Documentation

Usage-Check

Checks used space on aggregates or volumes.

Usage

$ check_netapp_pro.pl Usage -H <host> -o volume|aggregate [...] [--help]

Description

This plugin checks used space on either aggregates or volumes (depending on --object|-o aggregate|volume). Specific volumes or aggregates can be included or excluded by using --include|-I or --exclude|-X with a regex.

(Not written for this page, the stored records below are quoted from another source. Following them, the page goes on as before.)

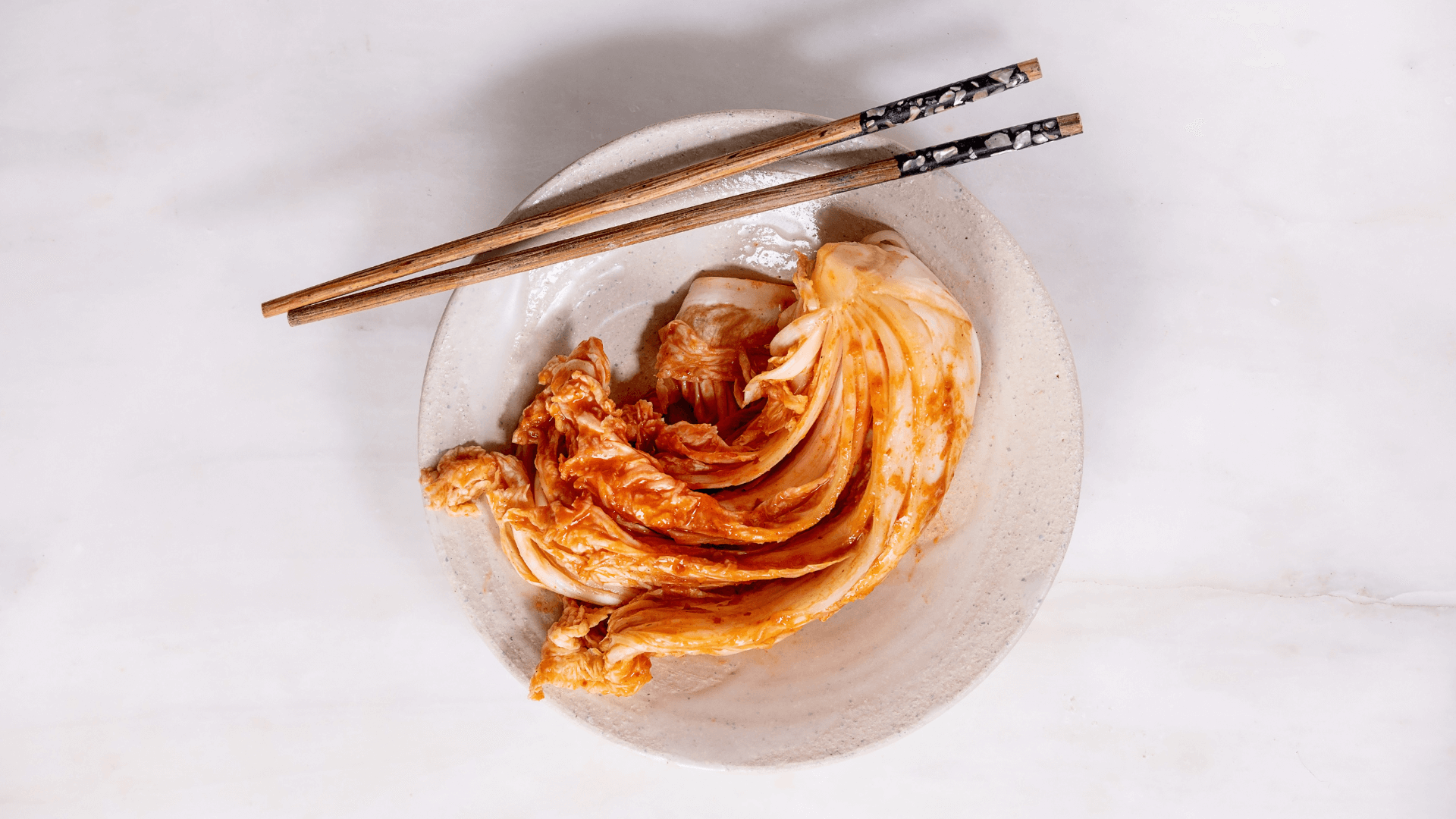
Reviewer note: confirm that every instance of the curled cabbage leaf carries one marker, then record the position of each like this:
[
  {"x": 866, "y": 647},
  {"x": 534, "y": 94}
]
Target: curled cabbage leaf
[{"x": 797, "y": 444}]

The -I and -X paramters can be used also to include or exclude specific nodes or SVMs. The plugin automatically prefixes the node- or SVM-name to the instance-name. So this methode does not depend on a naming-convention.

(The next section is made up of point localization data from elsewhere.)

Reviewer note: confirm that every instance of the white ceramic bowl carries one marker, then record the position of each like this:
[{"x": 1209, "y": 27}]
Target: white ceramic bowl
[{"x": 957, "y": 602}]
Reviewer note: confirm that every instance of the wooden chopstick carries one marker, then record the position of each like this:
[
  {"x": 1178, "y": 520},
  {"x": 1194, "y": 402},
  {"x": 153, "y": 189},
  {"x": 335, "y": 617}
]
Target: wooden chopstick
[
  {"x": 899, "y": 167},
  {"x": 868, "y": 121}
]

Depending on the switch --metric=relative|absolute either percentages or absolute values (bytes) will be checked. Together with --prefix=ki|Mi|Gi|... and relative thresholds like --warning==MAX/100*70 quite sophisticated results are possible which are necessary for some trending-tools. You'll find more information at the description of the mentioned switches and in the examples below.

Offline or restricted volumes cannot, by definition, be checked and will be skipped.

Example output if offline- or restricted volumes exist:

NETAPP OK - 30 volumes checked. [...]
3 volumes skipped
[...]

Performance-data will be printed for all checked volumes/aggregates.

Consider using -v for inspection, if you are not satisfied with the result.

What do we check here?

This plugin does its checks based on the following values:

Usage in Bytes/Percent:

size-total
size-used
percentage-size-used (vol)
percent-used-capacity (aggr)
state (to detect offline-volumes)

Inodes:

files-total
files-used

Free Space instead of used space

Checking free space instead of used space may be useful in case aggregates are extended and you want to avoid adjusting the absolute thresholds. Checking for free space is possible using the variable-threshold MAX. The point is you can use the variable MAX to get the max-value of the aggregate and subtract what you would like to have free. The difficult parts are, that this calculation is done in bytes, so you may want to use parentheses to document clearly your thresholds (which requires escaping them from the shell). Also you have to consider the SI-factor yourself. See the chapter Advanced Examples below for more details.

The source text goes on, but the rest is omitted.